D’autre part, lorsqu’un fondateur décide de constituer une société avec d’autres fondateurs, il s’entend avec eux sur une répartition de l’actionnariat qui est conditionnée, même si cela n’est pas explicite, à son engagement à long terme dans le projet.

Il s’agit d’abord d’une question d’équité. Serait-il normal qu’un fondateur qui a travaillé quelques mois dans une startup conserve des actions souscrites via une contribution minimale par rapport à un investisseur qui a payé les siennes beaucoup plus cher en comptant sur la promesse du maintien d’une équipe dédiée à un projet ? Serait-il normal que ce même fondateur bénéficie, en sa qualité d’actionnaire, de la plus-value générée par le travail réalisé par les autres fondateurs postérieurement à son départ ? Est-il normal qu’il bénéficie de la pleine valeur de ses actions, alors que les autres fondateurs devront travailler encore des années pour en voir peut-être la couleur ?

De manière plus pragmatique, une clause « Good & Bad Leaver » permet la continuité et la stabilité de la société en prévoyant le possible achat des actions d’un actionnaire actif qui quitterait le projet. Si un actionnaire actif quitte la société, un nouveau plan d’intéressement pourrait devoir être mis en place pour « incentiver » son remplaçant (qu’il soit un fondateur existant ou un tiers). Grâce à cette clause, les actions de l’actionnaire actif sortant pourront donc être utilisées à cet effet, ce qui est préférable à l’émission de nouvelles actions qui dilueraient l’ensemble des actionnaires de la société et créeraient ce que l’on appelle dead equity.
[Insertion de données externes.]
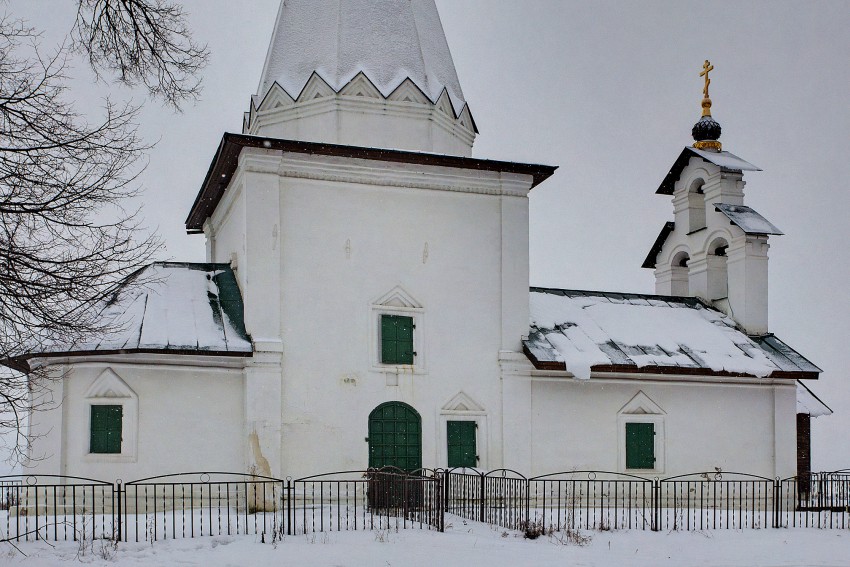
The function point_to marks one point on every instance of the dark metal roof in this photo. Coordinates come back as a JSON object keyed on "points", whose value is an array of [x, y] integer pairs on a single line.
{"points": [[227, 157], [747, 219], [649, 262], [683, 360], [165, 307], [727, 161]]}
  1. Garantir une juste compensation pour le fondateur sortant

Pour le fondateur qui quitte la société, il est essentiel que la clause « Good & Bad Leaver » lui assure une rémunération équitable pour le travail, le capital et le temps qu’il a investi dans la société. En effet, il a généralement accepté une rémunération limitée en contrepartie de ses services et les actions qu’il possède représentent souvent une part importante de son patrimoine personnel. Qu’il reste dans l’entreprise ou décide de la quitter, un fondateur a donc tout intérêt à protéger la valeur de sa participation.

Ces deux préoccupations entrent en conflit au moment de négocier la clause « Good & Bad Leaver », car cette dernière touche directement à la question de la propriété des actions du fondateur sortant et de leur valorisation. C’est souvent un sujet délicat qui donne lieu à des discussions animées, car le mécanisme prévoit des scénarios de départ parfois difficiles et qui peuvent avoir des conséquences financières significatives dans le chef du fondateur sortant.

Notre expérience chez Beyond nous amène à modaliser cette clause en fonction des circonstances de l’opération. Effectivement, les conditions de départ varieront en fonction de la maturité de la société, du type et du montant de l’investissement et de l’ancienneté du fondateur. En cas de première levée de fonds, les conditions seront certainement plus strictes dans le chef du fondateur, dès lors que le risque pris par l’investisseur est élevé puisque la présence du fondateur est capitale pour le développement du projet et donc la préservation de l’investissement.

Dans le cas où la société compte plusieurs fondateurs, il est essentiel que chacun aborde les clauses de départ à la fois comme un éventuel fondateur sortant, mais aussi comme un potentiel actionnaire restant et donc bénéficiaire de l’option d’achat. Des clauses équilibrées peuvent être dans l’intérêt de l’ensemble des fondateurs et des actionnaires et renforcer la stabilité à long terme de la société.